In the DR cohort, we specifically validated the model’s performance in predicting DR. DR cases were defined based on clinical diagnosis of moderate NPDR with DME, severe NPDR, or PDR, consistent with the CRDS cohort definition. In DR cohort, the predicted event probabilities were overlaid on the tree to assess the spatial distribution of complications across phenotypic subgroups. For the probability of the incidence of DR, we derived the hazard ratio (HR) and 95% CIs from the Cox proportional hazard model for deriving event probabilities.

Sensitivity analysis

To examine the potential impact of hepatitis virus infection on the associations between diabetes and primary liver outcomes in the Chinese population, we conducted a sensitivity analysis by excluding individuals with a diagnosis of viral hepatitis from the CRDS cohort. Then we excluded the population with alcoholic cirrhosis and acute pancreatitis (Supplementary Table 1). After removing these individuals, we re-assessed the phenotypes and complication outcomes using the Chinese tree framework to ensure the robustness and stability of our findings.

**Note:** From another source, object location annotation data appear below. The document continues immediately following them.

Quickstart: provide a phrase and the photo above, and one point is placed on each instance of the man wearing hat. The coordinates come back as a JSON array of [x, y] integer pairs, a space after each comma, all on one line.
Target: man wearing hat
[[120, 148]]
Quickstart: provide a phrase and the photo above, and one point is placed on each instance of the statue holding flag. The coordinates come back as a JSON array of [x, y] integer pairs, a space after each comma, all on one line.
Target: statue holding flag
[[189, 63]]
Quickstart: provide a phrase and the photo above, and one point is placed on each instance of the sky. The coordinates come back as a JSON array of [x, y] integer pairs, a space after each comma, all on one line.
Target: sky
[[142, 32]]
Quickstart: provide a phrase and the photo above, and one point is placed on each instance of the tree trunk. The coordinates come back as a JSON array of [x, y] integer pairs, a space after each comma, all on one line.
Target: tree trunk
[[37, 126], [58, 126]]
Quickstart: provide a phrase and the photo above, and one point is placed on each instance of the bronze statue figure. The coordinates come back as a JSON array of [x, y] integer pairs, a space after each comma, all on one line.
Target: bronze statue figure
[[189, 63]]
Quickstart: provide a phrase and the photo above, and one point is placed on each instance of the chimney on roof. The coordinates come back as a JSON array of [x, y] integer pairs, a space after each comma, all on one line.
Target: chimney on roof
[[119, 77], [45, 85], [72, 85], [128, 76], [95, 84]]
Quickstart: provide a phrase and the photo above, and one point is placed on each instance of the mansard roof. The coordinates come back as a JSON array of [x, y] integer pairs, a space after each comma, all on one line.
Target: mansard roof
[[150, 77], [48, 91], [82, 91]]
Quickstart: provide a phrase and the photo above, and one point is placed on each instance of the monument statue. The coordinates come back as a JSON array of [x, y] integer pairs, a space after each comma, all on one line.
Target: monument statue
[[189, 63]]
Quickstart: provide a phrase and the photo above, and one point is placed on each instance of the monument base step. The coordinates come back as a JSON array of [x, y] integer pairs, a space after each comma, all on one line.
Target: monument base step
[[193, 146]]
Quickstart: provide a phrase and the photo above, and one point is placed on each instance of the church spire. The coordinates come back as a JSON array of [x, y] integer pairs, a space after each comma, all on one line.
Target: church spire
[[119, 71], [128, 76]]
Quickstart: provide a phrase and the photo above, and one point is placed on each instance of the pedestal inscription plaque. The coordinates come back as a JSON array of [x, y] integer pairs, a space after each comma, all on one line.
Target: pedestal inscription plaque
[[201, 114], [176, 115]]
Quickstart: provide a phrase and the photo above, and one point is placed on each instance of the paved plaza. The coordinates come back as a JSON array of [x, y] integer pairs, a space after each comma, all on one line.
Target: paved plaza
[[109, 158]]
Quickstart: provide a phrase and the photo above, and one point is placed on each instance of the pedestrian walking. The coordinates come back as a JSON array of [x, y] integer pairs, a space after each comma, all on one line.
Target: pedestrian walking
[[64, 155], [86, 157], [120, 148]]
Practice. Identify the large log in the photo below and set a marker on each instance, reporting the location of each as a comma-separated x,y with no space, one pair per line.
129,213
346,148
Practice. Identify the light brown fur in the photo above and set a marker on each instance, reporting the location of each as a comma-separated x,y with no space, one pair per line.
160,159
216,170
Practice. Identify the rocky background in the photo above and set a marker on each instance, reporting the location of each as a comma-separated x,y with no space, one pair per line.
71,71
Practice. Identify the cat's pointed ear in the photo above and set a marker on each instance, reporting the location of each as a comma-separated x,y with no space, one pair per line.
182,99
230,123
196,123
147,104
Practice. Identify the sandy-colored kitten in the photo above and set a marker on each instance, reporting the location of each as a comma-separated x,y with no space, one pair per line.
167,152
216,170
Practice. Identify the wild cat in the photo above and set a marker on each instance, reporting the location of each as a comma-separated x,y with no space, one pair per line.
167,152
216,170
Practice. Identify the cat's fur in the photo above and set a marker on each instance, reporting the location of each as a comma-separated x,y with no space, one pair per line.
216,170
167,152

Phenotype changing with time in the Scottish Tree and Chinese Tree models

To assess changes in these variables during the first 5 years after a diabetes diagnosis, we examined the gradient of individual slopes (deltas) across the two three-dimensional. Deltas with a gradient greater than 1.0 were considered indicative of significant positional changes across the tree. We also divided the coordinate regions of the Scottish and Chinese trees into distinct parts to visualize individual changes over the five-year follow-up period.

Reporting summary

Further information on research design is available in the Nature Portfolio Reporting Summary linked to this article.